Born on September 29, 1962, in a village near Nanjangud in Mysuru district, Mahadeva came to Bengaluru in 1971, seeking treatment for his ailing mother. As treatments failed, his mother passed away, but Mahadeva did not find out about it until Krishnappa, who was burying unclaimed bodies back then, told him about it a week later. Thus, in 1972, Mahadeva started his selfless service that lasted for a span of over fifty years. 

While all the unidentified bodies used to be sent to the Victoria Government Hospital, after forensic investigation and certification from the police, they would then be handed over to Mahadeva for their last rites. “In the 1990s, one burial would cost around ₹100 where half of the amount would be spent at the burial ground and another small amount would be lost in buying food for his horse, on which he travelled. The rest ₹20 was his income and due to this, Mahadeva was constantly under financial issues which led to his inability to give a better life to his family,” his son Praveen recalls. 

Trivikrama Mahadeva used to stand in the place of the deceased’s relatives, take the bodies of orphans who died owing to various reasons like accidents and suicides after the post-mortem examination and perform the last rites. The police and doctors called Mahadeva the ‘Trivikrama of orphaned corpses’. Earlier, dead bodies were transported on horse carts and then they were taken to the graveyard in an autorickshaw. After that Mahadev was given a Maruti Omni for the ease of transportation by IAS officer Madan Gopal. 

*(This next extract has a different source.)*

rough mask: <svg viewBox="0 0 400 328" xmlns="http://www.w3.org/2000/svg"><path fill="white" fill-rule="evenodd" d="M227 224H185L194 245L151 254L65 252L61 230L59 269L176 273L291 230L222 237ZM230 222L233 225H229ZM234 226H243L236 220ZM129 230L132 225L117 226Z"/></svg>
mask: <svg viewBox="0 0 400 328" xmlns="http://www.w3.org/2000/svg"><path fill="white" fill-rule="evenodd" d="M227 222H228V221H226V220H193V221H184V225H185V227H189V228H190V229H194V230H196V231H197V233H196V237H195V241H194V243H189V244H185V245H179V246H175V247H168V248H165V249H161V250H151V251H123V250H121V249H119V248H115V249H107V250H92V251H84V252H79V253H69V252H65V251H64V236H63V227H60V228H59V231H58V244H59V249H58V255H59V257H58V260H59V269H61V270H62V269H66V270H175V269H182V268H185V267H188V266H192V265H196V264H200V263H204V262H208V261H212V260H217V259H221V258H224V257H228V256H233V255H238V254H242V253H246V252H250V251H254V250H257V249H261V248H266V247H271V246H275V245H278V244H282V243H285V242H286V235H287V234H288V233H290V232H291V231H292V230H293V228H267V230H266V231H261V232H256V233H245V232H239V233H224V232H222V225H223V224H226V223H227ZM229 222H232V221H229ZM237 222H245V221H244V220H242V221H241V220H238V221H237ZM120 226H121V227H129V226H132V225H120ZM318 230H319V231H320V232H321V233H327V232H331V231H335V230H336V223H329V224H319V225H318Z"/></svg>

He was also chosen to transport the body of Shivarasan, one of the persons who planned the assassination of former Indian Prime Minister Rajiv Gandhi. Shivarasan died by suicide in a house in Konanakunte on the outskirts of the city in 1991. The police had chosen Mahadeva to bury Shivarasan’s body.  

Awards and recognition

Recognising his work, Mahadeva was awarded the Chief Minister’s Gold Medal in 1999, Kempegowda Award in 2004 and Godfrey Phillips Shaurya Award in 2006 for Social Act of Courage. In 2008, then Chief Minister B. S. Yediyurappa conferred the Namma Bengaluru Award upon him. In 2014, former president Abdul Kalam also honoured him with an island pillar and ₹2 lakhs cash award from the Godfrey Limited Trust, on his 50th birthday.  

Apart from his social work, Mahadeva also had a brief stint in the movies. While he acted in the movie Kaiwara Thathaiya, he also acted in the film Samaskaravantha, based on his life.

He has two sons Praveen and Kiran Kumar and two daughters Sonu and Arpita with his wife Pushpa.  Currently, Mahadeva’s sons are continuing the cremation of the orphaned bodies. Speaking about this, Praveen said, “Father was not feeling well for a month. At the hospital, he was more worried about the orphaned corpses. Anna (brother) and I are doing the cremation of the orphaned bodies together. If we continue our father’s work, his soul will find peace.” The sons are running a trust in Trivikrama Mahadeva’s name.